Фредерик Людвиг хотел было рассказать обо всем жене, но его подвел голос. Вскоре после этих событий, по ее просьбе, врач семьи, немец, доктор Малер, отправил Кристофера в близлежащий санаторий, где тот прошел курс водолечения доктора Кнайпа и схватил тяжелое двустороннее воспаление легких из-за предписанных курсом утренних прогулок босиком по мокрой осенней траве. Воспаление переросло в изнурительную лихорадку, которая не покидала его тощее тело и после возвращения домой, где от его отца, Фредерика Людвига, к этому времени осталась лишь бледная тень на стенах и гобеленах. После возвращения из санатория Кристофер начал лысеть, хотя ему еще не исполнилось и двадцати лет, из-за чего стал удивительно походить на своего отца; возможно, именно поэтому почти никто и не обратил внимания на исчезновение Фредерика Людвига — ведь Кристофер стал похож на него как две капли воды.

Проснувшись однажды утром, Кристофер почувствовал, что лихорадка прошла. Движимый порывом воплотить свои мечты каким-то другим образом, нежели просто вырезая их из бумаги, он принял решение отправиться в путешествие. Он попытался найти одежду, о местонахождении которой не имел никакого представления, потому что ему всегда помогали одеваться какие-то женщины, но смог обнаружить лишь галстук, завязывать который все равно не умел, так что родительский дом он покинул в тапочках и в пижаме, не особенно задумываясь о том, что его ждет, да и вообще, что такое галстук по сравнению с личной свободой? Сдался он лишь к концу дня, заблудившись в лабиринте городских улиц. Прохожие смеялись над ним и показывали на него пальцами, узнавая в нем редакторского сына, который и шнурки-то себе завязать не способен. Ночью он как-то добрел до дома, но оказалось, что дверь уже заперта, и когда на следующее утро его наконец впустили, в его прежде таких суетливых и беспорядочных движениях появилось какое-то доселе не свойственное ему ледяное спокойствие, как будто все его волнения растворились в холодной ночи, пока он сидел на каменных ступенях, вглядываясь в мерцающие звезды.
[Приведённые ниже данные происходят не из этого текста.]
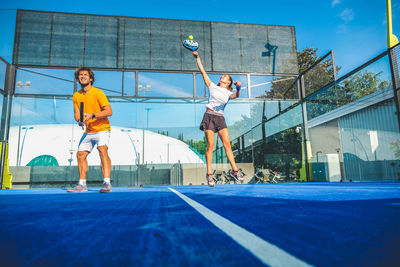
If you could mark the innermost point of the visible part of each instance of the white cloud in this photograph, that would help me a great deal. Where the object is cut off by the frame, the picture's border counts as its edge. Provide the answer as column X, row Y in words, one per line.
column 335, row 2
column 347, row 15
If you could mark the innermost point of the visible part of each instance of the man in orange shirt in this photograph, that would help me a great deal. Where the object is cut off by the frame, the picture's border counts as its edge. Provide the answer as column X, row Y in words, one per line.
column 97, row 109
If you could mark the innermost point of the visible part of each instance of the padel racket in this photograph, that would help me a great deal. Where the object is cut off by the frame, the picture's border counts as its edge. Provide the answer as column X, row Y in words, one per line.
column 190, row 44
column 81, row 115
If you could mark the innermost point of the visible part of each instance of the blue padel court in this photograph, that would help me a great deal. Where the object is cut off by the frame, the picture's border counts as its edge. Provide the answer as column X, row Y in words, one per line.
column 313, row 224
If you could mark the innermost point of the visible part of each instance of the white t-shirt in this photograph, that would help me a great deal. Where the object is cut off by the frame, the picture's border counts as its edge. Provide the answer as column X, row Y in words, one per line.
column 218, row 99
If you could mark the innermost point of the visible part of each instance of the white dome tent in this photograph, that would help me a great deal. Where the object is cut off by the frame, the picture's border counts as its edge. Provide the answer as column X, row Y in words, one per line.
column 60, row 141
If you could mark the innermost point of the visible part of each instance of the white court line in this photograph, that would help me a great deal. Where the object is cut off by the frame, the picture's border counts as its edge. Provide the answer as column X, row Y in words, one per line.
column 267, row 253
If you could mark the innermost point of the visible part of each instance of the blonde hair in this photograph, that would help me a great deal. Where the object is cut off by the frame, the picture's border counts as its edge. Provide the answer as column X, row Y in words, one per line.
column 89, row 70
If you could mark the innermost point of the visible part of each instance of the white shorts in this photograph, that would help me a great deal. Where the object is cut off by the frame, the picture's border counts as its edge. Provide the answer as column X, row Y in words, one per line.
column 89, row 140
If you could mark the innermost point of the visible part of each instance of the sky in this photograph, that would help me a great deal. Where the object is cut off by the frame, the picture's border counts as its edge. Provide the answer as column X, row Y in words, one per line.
column 354, row 29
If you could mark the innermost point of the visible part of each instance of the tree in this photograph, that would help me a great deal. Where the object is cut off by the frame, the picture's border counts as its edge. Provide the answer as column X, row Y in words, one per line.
column 358, row 85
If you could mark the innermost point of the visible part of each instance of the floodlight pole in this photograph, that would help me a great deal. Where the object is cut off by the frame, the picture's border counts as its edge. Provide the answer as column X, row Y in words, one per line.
column 392, row 39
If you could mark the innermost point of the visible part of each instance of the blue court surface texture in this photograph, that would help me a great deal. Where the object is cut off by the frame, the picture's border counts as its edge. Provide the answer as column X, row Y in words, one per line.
column 299, row 224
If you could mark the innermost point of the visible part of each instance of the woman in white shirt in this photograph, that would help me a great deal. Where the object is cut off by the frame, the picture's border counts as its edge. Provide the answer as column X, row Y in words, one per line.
column 214, row 121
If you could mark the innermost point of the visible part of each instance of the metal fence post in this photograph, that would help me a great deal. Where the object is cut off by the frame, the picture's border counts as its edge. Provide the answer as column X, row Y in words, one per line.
column 5, row 117
column 394, row 55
На следующий день он впервые положил в карман сюртука швейцарские часы, которые ему подарили по случаю конфирмации, но по которым он до сих пор так и не научился определять время, и мать, к тому времени уже называвшаяся Старой Дамой, поверила в то, что все теперь будет в порядке, и когда она неделю спустя спросила его, который час, а он дал правильный ответ, глаза ее засветились торжеством, и любой из нас сказал бы, что это и есть счастье.